A short list of the paraphernalia inside: the Dirndl dresses with aprons my mother bought while I was gestating in Germany, the Mickey and Goofy figures that adorned my first birthday cake, a stack of cards my parents received upon my birth–including a clever telegram from my father’s colleagues at the Ramstein Air Force Base referencing the receipt of an intracompany shipping delivery, several tiny sweaters knitted by various great-aunts, a lovingly detailed baby book, the Atlanta newspaper delivered on the day of my birth, a book of poetry I’d written in elementary school, an album of certificates and awards–including one for a Ready Writing contest, and my favorite thing of all–a stack of letters that I’d sent to my maternal grandmother from the time I was pre-literate until adulthood. She’d saved them all, and returned them to me just before she died.
In most of them, I expressed either my never-ending desire for her to fly from West Virginia to visit me in Texas, or gratitude for a recent visit. I often drew pictures or wrote poems in the margins, and it was interesting to see how my interest in creative writing was so much a part of my nature even when I was little.

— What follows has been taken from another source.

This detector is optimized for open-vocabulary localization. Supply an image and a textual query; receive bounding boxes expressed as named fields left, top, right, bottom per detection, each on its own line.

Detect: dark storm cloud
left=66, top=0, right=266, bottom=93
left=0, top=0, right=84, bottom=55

But Aleksandr Solzhenitsyn?
This drawing on the back of a letter to my grandmother was dated 1975. I was six years old. What could I possibly have known of my beloved Alex back then?
Did I know that he was brought up by his mother, who worked as a shorthand-typist, in the town of Rostov on the Don, where he spent the whole of his childhood and youth? Or that even as a child, without any prompting from others, he wanted to be a writer? That in the 1930s, he tried to get his writings published but couldn’t find anyone willing to accept his manuscripts? Or that he was a dissenter and based on certain disrespectful (but disguised) remarks about Stalin in his correspondence with a school friend, was arrested? That in 1970, just five years before I declared my love, he was awarded the Nobel Prize in Literature?
Of course I didn’t. But when I grew up, I minored in Soviet studies in college, I read his books, was enamored of his bravery and tenacity. I dropped the titles of his books into two of mine, 11 Stories and The Weight of a Piano. And yet somehow, I’d forgotten about my early crush. Why I even had one will probably forever remain a mystery. But forty years later, I look back on it–along with all the other treasures from my childhood–and smile.
The sole substitute for an experience which we have not ourselves lived through is art and literature.